Bei dem Rendezvous von Apollo und Sojus im Jahre 1975 im Weltraum hat auch der russische Kosmonaut Alexander Leonow diese Uhr getragen.

Bis heute gehört die Speedmaster zur Standardausrüstung der Astronauten. Verschiedene andere Uhrenhersteller haben sich schon um einen Vertrag mit der NASA bemüht, doch die Speedmaster ging bisher immer als Siegerin hervor: das 1998-er Modell Speedmaster Professional X-33 hat bereits den Übernamen ‚Mars Watch' (Marsuhr) erhalten.

Ein Zeitmesser begegnet im All ganz anderen Herausforderungen als auf der Erde.
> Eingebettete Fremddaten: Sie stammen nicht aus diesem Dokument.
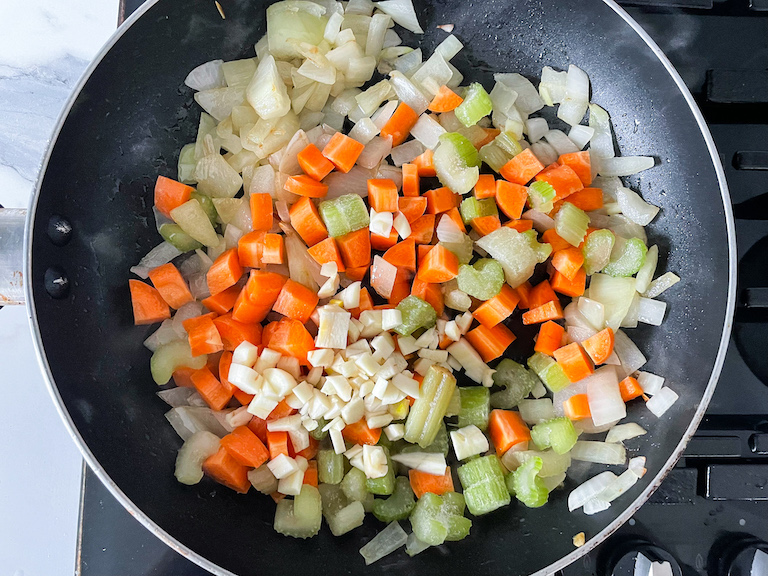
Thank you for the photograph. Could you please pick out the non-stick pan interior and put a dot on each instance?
(126, 127)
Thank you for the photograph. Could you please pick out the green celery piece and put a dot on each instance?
(597, 250)
(183, 242)
(527, 486)
(558, 433)
(399, 505)
(385, 485)
(517, 382)
(428, 410)
(484, 486)
(437, 519)
(330, 466)
(207, 204)
(483, 280)
(541, 196)
(627, 258)
(416, 313)
(475, 406)
(477, 103)
(456, 162)
(300, 517)
(571, 224)
(550, 372)
(472, 208)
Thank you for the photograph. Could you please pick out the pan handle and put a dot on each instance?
(12, 256)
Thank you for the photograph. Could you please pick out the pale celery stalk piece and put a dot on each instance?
(429, 409)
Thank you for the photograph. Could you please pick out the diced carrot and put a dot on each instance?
(343, 151)
(296, 301)
(210, 389)
(630, 389)
(170, 194)
(261, 211)
(550, 338)
(522, 168)
(148, 305)
(225, 272)
(411, 182)
(439, 265)
(222, 302)
(402, 255)
(574, 361)
(600, 346)
(511, 198)
(568, 262)
(507, 428)
(426, 164)
(277, 443)
(484, 225)
(549, 311)
(572, 288)
(412, 207)
(398, 127)
(490, 343)
(432, 294)
(245, 447)
(441, 200)
(291, 338)
(172, 287)
(227, 471)
(327, 251)
(359, 433)
(314, 163)
(422, 229)
(355, 248)
(580, 163)
(382, 194)
(444, 101)
(498, 308)
(422, 482)
(234, 333)
(577, 407)
(562, 178)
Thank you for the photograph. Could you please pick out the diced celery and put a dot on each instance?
(457, 162)
(416, 313)
(330, 466)
(168, 357)
(428, 410)
(472, 208)
(475, 406)
(477, 103)
(399, 505)
(627, 257)
(483, 280)
(385, 485)
(527, 485)
(597, 250)
(484, 486)
(437, 519)
(558, 433)
(541, 196)
(517, 382)
(571, 224)
(344, 214)
(549, 371)
(174, 235)
(300, 517)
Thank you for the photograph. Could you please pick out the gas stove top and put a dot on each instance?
(710, 515)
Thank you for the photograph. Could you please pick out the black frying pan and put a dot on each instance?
(128, 119)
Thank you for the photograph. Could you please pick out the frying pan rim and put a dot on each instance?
(195, 557)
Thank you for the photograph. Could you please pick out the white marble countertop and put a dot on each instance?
(44, 48)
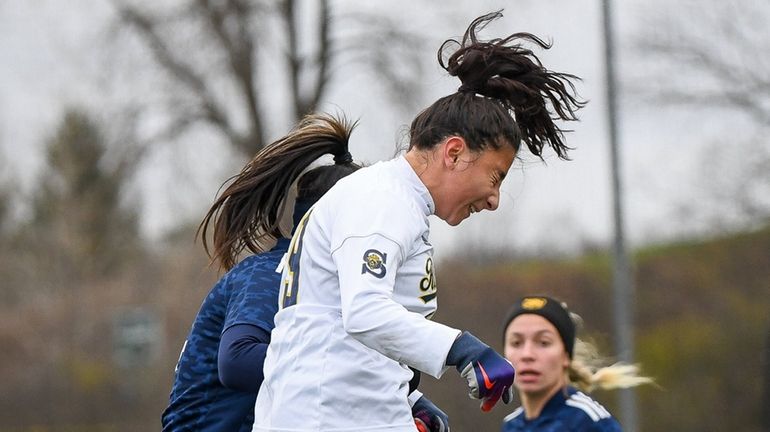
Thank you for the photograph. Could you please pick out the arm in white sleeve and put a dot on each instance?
(370, 314)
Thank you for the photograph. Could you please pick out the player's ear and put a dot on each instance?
(453, 147)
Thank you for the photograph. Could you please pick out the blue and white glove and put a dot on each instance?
(489, 375)
(427, 414)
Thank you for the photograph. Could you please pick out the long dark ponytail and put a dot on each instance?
(504, 96)
(247, 214)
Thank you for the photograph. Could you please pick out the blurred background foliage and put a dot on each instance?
(93, 314)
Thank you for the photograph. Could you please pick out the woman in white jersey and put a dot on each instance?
(359, 286)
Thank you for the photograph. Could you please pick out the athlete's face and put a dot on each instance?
(533, 346)
(473, 182)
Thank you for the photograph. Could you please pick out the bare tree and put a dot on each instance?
(234, 65)
(81, 226)
(709, 56)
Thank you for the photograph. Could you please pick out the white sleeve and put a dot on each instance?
(370, 314)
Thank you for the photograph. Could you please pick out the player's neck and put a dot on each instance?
(534, 402)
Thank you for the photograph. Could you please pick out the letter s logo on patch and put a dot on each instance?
(374, 263)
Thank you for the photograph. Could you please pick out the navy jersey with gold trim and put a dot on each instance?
(575, 411)
(247, 294)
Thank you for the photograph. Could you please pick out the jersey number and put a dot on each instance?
(291, 278)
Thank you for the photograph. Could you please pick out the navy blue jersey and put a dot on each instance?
(247, 294)
(574, 411)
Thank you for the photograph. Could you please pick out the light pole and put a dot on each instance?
(621, 272)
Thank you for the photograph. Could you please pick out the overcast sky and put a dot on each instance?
(50, 53)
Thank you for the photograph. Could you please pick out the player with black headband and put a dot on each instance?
(359, 281)
(555, 371)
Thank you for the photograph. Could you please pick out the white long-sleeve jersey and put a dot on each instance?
(358, 288)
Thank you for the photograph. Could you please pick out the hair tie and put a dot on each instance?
(465, 88)
(344, 158)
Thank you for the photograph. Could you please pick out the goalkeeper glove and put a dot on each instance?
(428, 417)
(489, 375)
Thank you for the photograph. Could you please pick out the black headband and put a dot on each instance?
(550, 309)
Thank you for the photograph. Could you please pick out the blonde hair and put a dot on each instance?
(587, 373)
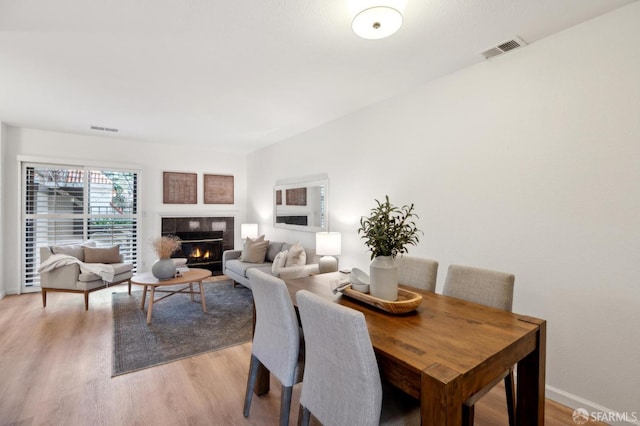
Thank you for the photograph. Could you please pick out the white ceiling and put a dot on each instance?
(238, 74)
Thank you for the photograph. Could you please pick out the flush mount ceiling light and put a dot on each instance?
(377, 22)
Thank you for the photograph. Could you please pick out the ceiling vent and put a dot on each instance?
(104, 129)
(504, 47)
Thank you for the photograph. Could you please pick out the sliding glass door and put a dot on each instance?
(70, 204)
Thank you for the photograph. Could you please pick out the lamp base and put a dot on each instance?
(327, 264)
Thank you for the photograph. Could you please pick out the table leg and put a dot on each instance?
(204, 302)
(531, 380)
(144, 298)
(441, 396)
(151, 298)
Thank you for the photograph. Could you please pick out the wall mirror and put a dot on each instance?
(301, 205)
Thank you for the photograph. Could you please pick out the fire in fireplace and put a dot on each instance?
(203, 239)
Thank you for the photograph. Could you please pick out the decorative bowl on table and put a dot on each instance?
(359, 280)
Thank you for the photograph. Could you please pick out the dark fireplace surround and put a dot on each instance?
(203, 239)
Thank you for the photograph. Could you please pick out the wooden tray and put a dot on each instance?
(407, 300)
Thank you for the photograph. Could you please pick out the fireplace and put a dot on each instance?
(203, 239)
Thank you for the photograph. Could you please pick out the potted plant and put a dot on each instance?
(164, 268)
(387, 232)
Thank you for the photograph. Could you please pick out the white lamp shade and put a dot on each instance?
(377, 22)
(328, 243)
(249, 230)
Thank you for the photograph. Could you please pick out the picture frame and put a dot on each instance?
(218, 189)
(179, 188)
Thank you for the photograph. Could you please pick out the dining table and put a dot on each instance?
(446, 350)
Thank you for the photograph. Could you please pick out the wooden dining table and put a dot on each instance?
(447, 350)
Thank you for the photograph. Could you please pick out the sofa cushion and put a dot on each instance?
(241, 268)
(296, 256)
(102, 255)
(279, 262)
(275, 247)
(75, 250)
(254, 251)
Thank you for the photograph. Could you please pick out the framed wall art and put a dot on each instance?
(180, 188)
(218, 189)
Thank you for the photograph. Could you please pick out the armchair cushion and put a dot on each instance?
(75, 250)
(102, 255)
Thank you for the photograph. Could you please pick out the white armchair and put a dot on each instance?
(77, 268)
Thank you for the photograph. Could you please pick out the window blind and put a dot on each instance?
(71, 204)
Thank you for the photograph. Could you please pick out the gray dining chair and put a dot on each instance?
(489, 288)
(417, 272)
(278, 344)
(341, 384)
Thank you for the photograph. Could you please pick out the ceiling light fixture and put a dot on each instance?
(377, 22)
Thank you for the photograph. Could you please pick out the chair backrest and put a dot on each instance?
(417, 272)
(483, 286)
(341, 383)
(276, 339)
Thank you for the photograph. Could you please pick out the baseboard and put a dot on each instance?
(605, 414)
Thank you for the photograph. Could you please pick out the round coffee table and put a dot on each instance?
(151, 283)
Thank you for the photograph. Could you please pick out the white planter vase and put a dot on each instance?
(164, 269)
(384, 278)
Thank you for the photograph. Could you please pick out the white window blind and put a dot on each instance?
(70, 204)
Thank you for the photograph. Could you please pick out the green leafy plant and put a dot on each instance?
(389, 229)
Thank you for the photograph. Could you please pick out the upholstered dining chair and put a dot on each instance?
(341, 384)
(489, 288)
(277, 341)
(417, 272)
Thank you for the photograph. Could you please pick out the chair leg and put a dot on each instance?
(306, 416)
(468, 412)
(509, 387)
(285, 404)
(251, 381)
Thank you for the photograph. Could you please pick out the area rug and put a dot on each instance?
(179, 329)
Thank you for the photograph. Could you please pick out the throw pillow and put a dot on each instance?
(102, 255)
(274, 248)
(254, 251)
(297, 256)
(279, 262)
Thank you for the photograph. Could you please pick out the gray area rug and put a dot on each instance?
(179, 329)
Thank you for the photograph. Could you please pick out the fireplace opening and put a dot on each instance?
(204, 239)
(201, 249)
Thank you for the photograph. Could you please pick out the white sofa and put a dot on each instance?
(235, 269)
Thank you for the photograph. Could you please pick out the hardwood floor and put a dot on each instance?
(55, 369)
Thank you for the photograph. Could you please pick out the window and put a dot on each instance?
(66, 204)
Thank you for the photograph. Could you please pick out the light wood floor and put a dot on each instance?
(55, 369)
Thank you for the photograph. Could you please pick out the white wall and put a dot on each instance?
(528, 163)
(3, 133)
(151, 159)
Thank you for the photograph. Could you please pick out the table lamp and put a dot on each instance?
(249, 230)
(328, 244)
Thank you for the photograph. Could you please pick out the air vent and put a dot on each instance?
(104, 129)
(504, 47)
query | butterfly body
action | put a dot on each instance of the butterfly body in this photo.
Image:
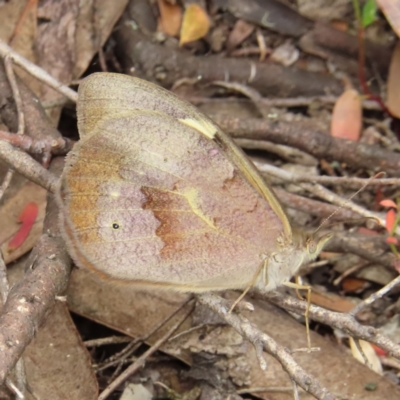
(156, 194)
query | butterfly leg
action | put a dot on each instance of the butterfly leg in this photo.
(251, 284)
(297, 286)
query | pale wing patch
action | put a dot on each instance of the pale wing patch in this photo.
(207, 128)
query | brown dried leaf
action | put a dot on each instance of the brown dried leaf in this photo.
(239, 33)
(370, 354)
(347, 116)
(393, 83)
(170, 17)
(195, 25)
(129, 309)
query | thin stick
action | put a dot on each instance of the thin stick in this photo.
(375, 296)
(21, 117)
(37, 72)
(142, 359)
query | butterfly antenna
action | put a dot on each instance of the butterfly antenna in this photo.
(377, 176)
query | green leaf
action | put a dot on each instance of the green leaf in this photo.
(369, 13)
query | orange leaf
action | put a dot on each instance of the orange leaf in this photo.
(195, 24)
(390, 219)
(170, 17)
(380, 352)
(27, 217)
(347, 116)
(392, 240)
(388, 203)
(393, 83)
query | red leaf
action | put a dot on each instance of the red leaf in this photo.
(392, 240)
(390, 219)
(346, 120)
(388, 203)
(380, 352)
(27, 217)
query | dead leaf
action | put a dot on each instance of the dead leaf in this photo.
(239, 33)
(388, 203)
(28, 218)
(133, 311)
(195, 25)
(393, 83)
(347, 116)
(370, 354)
(9, 213)
(170, 17)
(390, 220)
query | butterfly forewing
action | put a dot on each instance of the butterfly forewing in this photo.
(163, 204)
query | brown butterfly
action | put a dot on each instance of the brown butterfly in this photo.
(154, 193)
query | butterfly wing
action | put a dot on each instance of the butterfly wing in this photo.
(106, 95)
(147, 197)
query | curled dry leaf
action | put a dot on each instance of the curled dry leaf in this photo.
(195, 25)
(28, 218)
(390, 220)
(170, 17)
(239, 33)
(370, 354)
(393, 83)
(347, 116)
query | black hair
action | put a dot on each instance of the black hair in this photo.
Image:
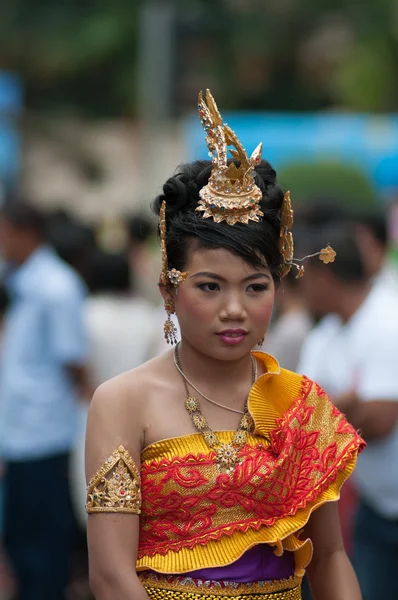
(256, 242)
(23, 215)
(348, 265)
(140, 228)
(108, 272)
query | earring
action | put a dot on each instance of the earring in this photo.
(170, 330)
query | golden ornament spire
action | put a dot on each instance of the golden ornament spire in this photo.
(231, 193)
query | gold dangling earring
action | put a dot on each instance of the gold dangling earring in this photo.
(170, 330)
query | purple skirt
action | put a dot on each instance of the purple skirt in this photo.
(257, 564)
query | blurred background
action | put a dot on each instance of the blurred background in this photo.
(97, 108)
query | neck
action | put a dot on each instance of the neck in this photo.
(215, 375)
(351, 300)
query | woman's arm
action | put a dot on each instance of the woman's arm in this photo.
(330, 572)
(113, 537)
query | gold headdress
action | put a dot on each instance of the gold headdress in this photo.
(167, 276)
(286, 244)
(231, 194)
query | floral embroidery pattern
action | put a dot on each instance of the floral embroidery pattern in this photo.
(187, 501)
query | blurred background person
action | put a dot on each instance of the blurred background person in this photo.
(352, 354)
(143, 255)
(371, 233)
(121, 331)
(119, 320)
(291, 324)
(43, 372)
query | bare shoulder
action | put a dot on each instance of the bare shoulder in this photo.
(124, 398)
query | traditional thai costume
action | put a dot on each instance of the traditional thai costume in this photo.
(205, 533)
(222, 513)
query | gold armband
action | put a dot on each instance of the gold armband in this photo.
(116, 486)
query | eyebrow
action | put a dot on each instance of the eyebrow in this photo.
(252, 277)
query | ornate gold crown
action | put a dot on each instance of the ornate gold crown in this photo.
(231, 194)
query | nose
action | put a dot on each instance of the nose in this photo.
(233, 308)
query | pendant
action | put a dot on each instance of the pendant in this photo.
(227, 457)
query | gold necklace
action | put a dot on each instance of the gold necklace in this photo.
(239, 412)
(227, 455)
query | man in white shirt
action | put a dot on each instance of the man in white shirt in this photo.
(352, 354)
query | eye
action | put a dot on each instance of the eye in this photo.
(257, 287)
(211, 286)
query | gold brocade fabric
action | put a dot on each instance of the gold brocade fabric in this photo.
(195, 517)
(184, 588)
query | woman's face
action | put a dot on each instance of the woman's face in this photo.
(225, 305)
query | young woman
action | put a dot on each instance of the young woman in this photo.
(212, 472)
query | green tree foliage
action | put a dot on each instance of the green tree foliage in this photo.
(82, 55)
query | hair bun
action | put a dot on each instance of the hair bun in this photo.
(181, 192)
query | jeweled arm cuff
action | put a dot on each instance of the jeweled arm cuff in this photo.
(116, 486)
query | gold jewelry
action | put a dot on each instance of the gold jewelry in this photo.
(173, 276)
(170, 330)
(235, 410)
(227, 455)
(116, 486)
(231, 193)
(286, 244)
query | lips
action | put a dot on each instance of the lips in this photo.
(233, 332)
(232, 337)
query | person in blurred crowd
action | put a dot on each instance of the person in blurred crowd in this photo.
(372, 239)
(119, 322)
(291, 326)
(143, 256)
(353, 353)
(73, 241)
(42, 372)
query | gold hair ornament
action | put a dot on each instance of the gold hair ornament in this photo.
(167, 276)
(286, 244)
(231, 193)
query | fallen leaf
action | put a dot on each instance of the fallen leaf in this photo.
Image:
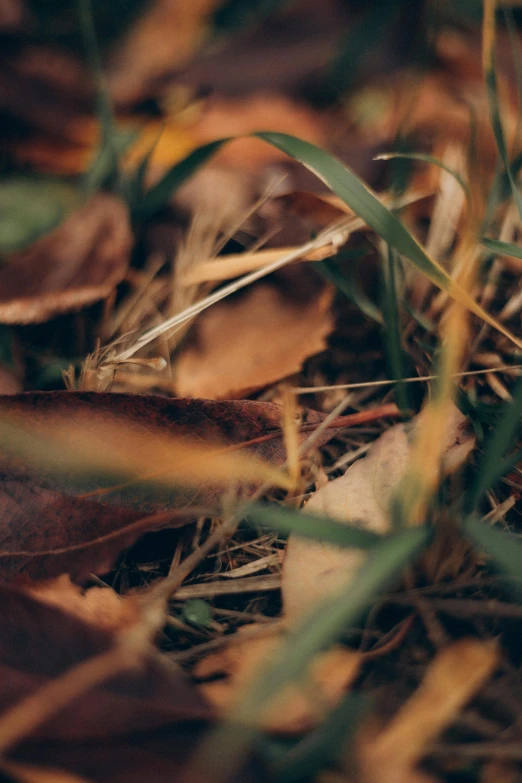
(162, 41)
(78, 263)
(246, 343)
(111, 721)
(362, 496)
(100, 607)
(451, 680)
(47, 528)
(222, 117)
(316, 209)
(299, 707)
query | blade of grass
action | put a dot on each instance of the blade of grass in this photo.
(502, 248)
(325, 745)
(352, 190)
(225, 748)
(505, 549)
(347, 284)
(392, 334)
(159, 195)
(490, 78)
(105, 164)
(424, 158)
(347, 185)
(498, 444)
(323, 529)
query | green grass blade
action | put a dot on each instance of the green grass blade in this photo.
(328, 531)
(422, 157)
(502, 248)
(490, 78)
(498, 445)
(325, 745)
(227, 746)
(392, 331)
(159, 195)
(352, 190)
(505, 549)
(348, 286)
(106, 162)
(30, 207)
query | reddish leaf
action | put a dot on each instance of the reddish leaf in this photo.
(78, 263)
(139, 725)
(46, 528)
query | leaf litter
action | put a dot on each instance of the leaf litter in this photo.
(87, 695)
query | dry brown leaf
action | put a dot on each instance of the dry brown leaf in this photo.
(451, 680)
(321, 210)
(269, 111)
(246, 343)
(98, 606)
(50, 526)
(299, 706)
(78, 263)
(160, 43)
(25, 773)
(312, 570)
(139, 724)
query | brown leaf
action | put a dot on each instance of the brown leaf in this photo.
(78, 263)
(48, 528)
(113, 720)
(362, 496)
(160, 43)
(100, 607)
(246, 343)
(298, 707)
(451, 680)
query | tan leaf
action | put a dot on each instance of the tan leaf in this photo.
(451, 680)
(108, 732)
(58, 515)
(160, 42)
(311, 570)
(101, 607)
(78, 263)
(299, 706)
(244, 344)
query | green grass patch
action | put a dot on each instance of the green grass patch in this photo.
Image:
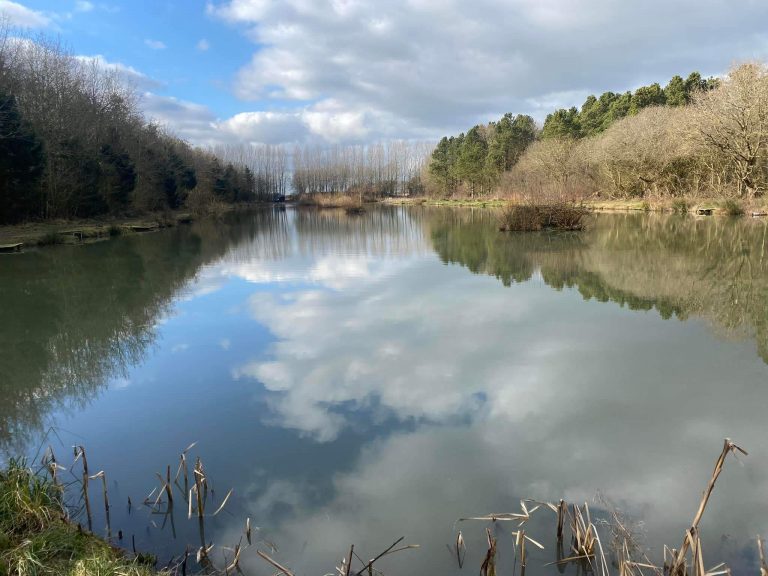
(37, 540)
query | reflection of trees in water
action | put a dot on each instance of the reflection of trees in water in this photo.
(682, 266)
(274, 235)
(73, 317)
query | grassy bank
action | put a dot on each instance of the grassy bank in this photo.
(78, 231)
(36, 538)
(681, 205)
(458, 202)
(55, 232)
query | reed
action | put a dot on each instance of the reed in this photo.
(534, 217)
(80, 455)
(587, 549)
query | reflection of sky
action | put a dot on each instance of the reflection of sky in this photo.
(356, 397)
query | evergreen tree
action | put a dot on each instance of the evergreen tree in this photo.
(676, 93)
(471, 160)
(562, 124)
(21, 165)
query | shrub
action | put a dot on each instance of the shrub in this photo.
(733, 208)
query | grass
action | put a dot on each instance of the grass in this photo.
(534, 217)
(733, 208)
(349, 202)
(626, 556)
(50, 239)
(680, 206)
(37, 539)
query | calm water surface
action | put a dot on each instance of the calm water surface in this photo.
(358, 379)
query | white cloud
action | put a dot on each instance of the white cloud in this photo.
(442, 66)
(155, 44)
(128, 73)
(20, 15)
(193, 122)
(84, 6)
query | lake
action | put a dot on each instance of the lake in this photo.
(355, 379)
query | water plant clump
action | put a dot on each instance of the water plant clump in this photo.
(534, 217)
(37, 536)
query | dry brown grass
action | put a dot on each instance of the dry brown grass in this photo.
(587, 552)
(345, 201)
(533, 217)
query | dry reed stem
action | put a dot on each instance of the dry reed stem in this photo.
(488, 567)
(280, 567)
(678, 567)
(461, 549)
(81, 455)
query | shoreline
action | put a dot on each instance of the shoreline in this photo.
(18, 237)
(682, 206)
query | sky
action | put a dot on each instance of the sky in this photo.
(359, 71)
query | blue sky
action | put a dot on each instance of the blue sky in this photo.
(352, 71)
(200, 54)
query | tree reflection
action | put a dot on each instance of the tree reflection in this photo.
(680, 266)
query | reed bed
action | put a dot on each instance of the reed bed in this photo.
(46, 540)
(349, 202)
(534, 217)
(586, 549)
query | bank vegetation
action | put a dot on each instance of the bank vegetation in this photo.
(691, 140)
(74, 143)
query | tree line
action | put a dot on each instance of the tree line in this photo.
(375, 170)
(597, 114)
(695, 137)
(74, 144)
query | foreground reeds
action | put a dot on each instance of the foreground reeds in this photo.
(535, 217)
(36, 537)
(39, 534)
(586, 549)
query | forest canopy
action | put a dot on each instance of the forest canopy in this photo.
(74, 144)
(694, 137)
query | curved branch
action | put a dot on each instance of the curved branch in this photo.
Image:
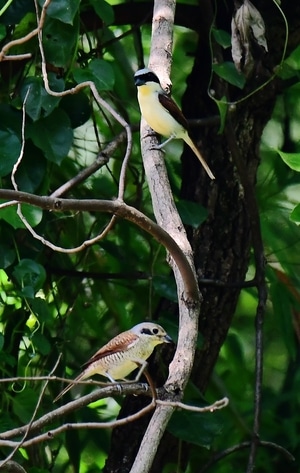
(120, 209)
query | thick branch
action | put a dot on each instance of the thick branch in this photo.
(120, 209)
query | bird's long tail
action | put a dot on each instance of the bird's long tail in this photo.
(192, 145)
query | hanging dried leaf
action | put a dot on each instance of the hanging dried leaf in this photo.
(247, 32)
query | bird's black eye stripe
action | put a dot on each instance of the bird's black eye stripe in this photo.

Der Druckunterschied in praktischer Schwerelosigkeit könnte dazu führen, dass das Glas zerspringt. Das Glas der Speedmaster ist mit Hilfe eines Rings befestigt, der die gewaltigen Druckunterschiede ausgleichen kann. Es ist wichtig, dass der Innendruck der Uhr konstant bleibt, da sonst das Schmiermittel, das für die reibungslose Bewegung des Uhrwerks sorgt, ausfliessen könnte. In einem Vakuum würde die Uhr zu schnell gehen: die Unruh, welche die Bewegung des Getriebes regelt, könnte nicht mehr sauber arbeiten. Das Glas selber ist dick und elastisch genug, um die grossen Temperaturunterschiede während des Raumflugs auszuhalten.

Die präzise Zeitmessung entscheidet auf dem Mond über Leben und Tod, denn die Vorräte an Sauerstoff, Treibstoff und Batterien werden in Minuten und Sekunden berechnet.

Was geschah eigentlich mit der Uhr, die Buzz Aldrin auf dem Mond getragen hat? Und warum trug Neil Armstrong bei seinem Ausflug auf den Mond keine Uhr?

Aldrins Uhr verschwand in den frühen 1970-er Jahren auf dem Transport zur Smithsonion Institution. Bis heute bleibt es ein Geheimnis, was mit ihr passiert ist. Im Jahr 2001 herrschte kurze Zeit etwas Verwirrung, als ein älterer Mann aus Kalifornien behauptete, die verschwundene Monduhr einem Mann abgekauft zu haben, der diese in der Nähe von Santa Barbara gefunden hatte. Die Echtheit der Uhr war jedoch nicht eindeutig nachzuweisen, weshalb sich sowohl die NASA als auch Aldrin entschieden, dass es sich nicht um die Monduhr handle.

Armstrongs Uhr war zwar auf der Mondmission dabei, verliess jedoch die Mondlandefähre nicht. Da die Uhr der Mondlandefähre beim Abstieg auf den Mond kaputt ging, liess Armstrong seine Uhr als Ersatzgerät in der Landefähre zurück.